そんな緊張も音、匂い。料理ができる環境を前にして止まる。

思い描く、料理できる場所だ!その感動のまま…


「下働きにでも使ってください!」

自ら売り込んでいた。働く職場が決まった。


シュルトの意図は、『セリの出身国の料理について作れないか』と、話をつけにきたら目の前でコック志願した。まあいっか。コックは、料理人に任せよう。ここの料理人は皆兵士だし、問題ない気がした。


ひと仕事終われば、休みに入るところ。アレクセイのもとに竜人の護衛にあたっていた者から連絡が入った。
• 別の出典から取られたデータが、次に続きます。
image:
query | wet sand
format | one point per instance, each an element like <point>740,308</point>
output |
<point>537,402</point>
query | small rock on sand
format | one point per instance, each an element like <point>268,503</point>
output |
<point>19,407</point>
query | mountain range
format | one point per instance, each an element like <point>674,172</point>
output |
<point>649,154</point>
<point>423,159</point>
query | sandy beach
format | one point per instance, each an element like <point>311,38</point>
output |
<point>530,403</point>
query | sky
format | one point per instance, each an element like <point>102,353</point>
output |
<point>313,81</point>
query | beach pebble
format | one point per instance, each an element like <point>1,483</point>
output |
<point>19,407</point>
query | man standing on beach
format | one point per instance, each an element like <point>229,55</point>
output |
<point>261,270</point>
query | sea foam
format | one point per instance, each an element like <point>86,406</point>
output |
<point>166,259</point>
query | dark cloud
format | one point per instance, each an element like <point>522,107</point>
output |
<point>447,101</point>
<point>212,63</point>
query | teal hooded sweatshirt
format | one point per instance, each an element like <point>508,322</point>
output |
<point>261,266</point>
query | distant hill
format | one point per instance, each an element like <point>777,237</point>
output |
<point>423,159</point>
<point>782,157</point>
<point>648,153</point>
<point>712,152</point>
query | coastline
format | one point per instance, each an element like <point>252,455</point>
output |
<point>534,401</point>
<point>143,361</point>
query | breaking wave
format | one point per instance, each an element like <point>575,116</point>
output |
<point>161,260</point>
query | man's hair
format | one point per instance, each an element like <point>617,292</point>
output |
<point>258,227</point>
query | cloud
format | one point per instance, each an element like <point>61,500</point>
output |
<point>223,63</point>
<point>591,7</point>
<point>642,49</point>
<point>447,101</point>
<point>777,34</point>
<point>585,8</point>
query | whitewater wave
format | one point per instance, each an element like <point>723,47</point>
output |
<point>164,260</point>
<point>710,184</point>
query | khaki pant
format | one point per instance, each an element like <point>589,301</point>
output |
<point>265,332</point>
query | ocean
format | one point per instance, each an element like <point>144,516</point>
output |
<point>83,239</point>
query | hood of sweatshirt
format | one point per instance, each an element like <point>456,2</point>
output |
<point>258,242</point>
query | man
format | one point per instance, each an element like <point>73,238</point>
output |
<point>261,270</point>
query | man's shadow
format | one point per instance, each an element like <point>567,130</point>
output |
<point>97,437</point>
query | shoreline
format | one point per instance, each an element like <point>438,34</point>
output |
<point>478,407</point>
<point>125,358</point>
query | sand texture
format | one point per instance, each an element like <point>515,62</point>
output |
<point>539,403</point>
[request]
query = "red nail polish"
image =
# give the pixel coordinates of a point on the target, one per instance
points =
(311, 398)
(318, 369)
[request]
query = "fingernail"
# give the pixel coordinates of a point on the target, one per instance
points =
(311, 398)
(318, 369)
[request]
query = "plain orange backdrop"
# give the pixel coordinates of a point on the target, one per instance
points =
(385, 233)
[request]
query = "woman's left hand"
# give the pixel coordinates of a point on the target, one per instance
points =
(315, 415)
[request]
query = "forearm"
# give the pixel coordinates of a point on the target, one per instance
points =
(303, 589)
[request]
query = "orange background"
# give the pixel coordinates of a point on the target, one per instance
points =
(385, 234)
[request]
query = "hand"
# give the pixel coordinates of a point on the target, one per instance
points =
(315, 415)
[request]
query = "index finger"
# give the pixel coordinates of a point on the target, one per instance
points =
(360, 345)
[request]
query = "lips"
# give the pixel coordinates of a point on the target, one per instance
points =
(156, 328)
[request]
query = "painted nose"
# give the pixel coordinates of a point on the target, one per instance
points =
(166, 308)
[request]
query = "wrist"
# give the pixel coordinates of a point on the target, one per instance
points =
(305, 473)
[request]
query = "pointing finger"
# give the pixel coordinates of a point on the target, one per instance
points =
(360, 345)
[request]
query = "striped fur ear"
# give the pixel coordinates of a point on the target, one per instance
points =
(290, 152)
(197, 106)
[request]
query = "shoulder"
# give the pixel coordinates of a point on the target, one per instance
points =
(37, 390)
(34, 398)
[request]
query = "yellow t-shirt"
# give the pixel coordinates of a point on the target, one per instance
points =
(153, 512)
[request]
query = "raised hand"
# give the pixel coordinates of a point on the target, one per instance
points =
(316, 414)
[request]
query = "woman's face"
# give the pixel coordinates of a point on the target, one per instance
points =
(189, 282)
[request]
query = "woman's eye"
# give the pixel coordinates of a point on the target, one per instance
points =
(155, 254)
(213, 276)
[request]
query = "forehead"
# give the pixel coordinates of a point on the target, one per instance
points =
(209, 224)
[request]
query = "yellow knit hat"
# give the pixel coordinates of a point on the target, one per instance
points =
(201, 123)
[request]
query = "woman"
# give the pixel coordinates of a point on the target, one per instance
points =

交代をした直後の護衛からの連絡に、問題が起きたらしいと駆けつけた。


部屋の前で騒いでいた。扉が解体された直後、その部屋に入り込むところで静止する、必要もなかった。


「なんだこれは!」

部屋へ阻む、透明の壁は氷だ。外から持ってきたわけではない。それなら、魔法で作られたのだろう。ピッタリ、2枚目の扉になっていた。


更にうるさい。

「壊せ!我が城でこんなものを作るなど!」


誰の城か。

その騒いでいる男が、客室に踏み込む権利などもない。ここは客人の部屋である。そして護衛として見過ごせなかった。